Mais il en faut plus pour décourager Hamchétou et son équipe. «Cela est aussi un autre challenge que nous comptons relever dans les années à venir. Notre souhait est que, d’ici à 2018, S.O Mali soit connue par tous les Maliens et Maliennes», promet la capitaine des héroïnes de l’Afrobasket féminin «Sénégal 2007». Le seul titre continental pour nos Aigles Dames seniors. La satisfaction n’est donc pas entachée. «Notre plus grande satisfaction est la joie de nos athlètes qui ont eu à découvrir les États-Unis, un pays qui fait beaucoup pour les personnes ayant une déficience intellectuelle. C’est le pays de la fondatrice des Special Olympics, Eunice Kennedy Shriver», précise l’ancienne internationale de basket. La star du basket féminin malien et africain ajoute : «nos représentants ont ainsi eu l’opportunité de côtoyer beaucoup d’autres athlètes de plus de 170 pays représentés à Los Angeles. Nos athlètes se sont très bien comportés tant sur le plan social que compétitif. Et cela est un immense réconfort et une grande satisfaction».
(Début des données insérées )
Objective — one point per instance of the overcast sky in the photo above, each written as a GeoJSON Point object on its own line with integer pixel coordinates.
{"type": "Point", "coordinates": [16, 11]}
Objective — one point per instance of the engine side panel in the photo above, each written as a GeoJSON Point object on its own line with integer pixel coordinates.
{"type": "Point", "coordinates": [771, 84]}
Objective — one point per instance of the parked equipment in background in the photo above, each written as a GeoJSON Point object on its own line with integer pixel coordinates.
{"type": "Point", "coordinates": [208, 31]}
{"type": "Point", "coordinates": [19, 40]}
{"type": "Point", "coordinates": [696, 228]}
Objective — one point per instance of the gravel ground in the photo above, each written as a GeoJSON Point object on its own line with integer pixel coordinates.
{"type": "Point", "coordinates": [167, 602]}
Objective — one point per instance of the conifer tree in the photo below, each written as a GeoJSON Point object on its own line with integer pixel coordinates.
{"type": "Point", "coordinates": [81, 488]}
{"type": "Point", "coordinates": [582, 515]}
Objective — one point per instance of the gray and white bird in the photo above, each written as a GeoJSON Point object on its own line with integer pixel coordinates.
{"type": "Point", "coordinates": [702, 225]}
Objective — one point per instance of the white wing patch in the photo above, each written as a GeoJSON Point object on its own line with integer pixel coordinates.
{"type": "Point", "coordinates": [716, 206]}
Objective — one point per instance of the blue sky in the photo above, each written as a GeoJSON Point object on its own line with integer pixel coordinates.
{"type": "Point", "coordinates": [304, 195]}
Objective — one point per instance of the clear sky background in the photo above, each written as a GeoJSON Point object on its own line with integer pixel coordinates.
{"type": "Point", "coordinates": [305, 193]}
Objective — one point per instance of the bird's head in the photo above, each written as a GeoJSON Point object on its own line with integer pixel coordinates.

De la volonté pour surmonter les obstacles
Mais il a fallu contourner beaucoup d’obstacles pour être au rendez-vous de «Los Angeles 2015». Le programme étant jeune et pas tellement connu, «nous avions eu beaucoup de difficultés cette première année à faire face à ce voyage. Nous tenons à remercier le Ministère des Sports qui a donné les équipements et un billet d’avion pour la délégation», assure la présidente. S.O Mali compte maintenant tirer sagement les enseignements de cette participation pour mieux aborder les futurs défis. «Nous devons mieux nous organiser pour les prochains Jeux mondiaux. Mieux nous organiser en termes de préparation, de prise en compte de toutes les régions du Mali et de logistiques afin de faire face aux coûts des billets d’avion et divers», indique Tanti. Et cela avec, dit-elle, «l’ambition d’amener plus d’athlètes aux prochains jeux afin qu’ils puissent voir qu’ils ne sont pas seuls face à leur déficience».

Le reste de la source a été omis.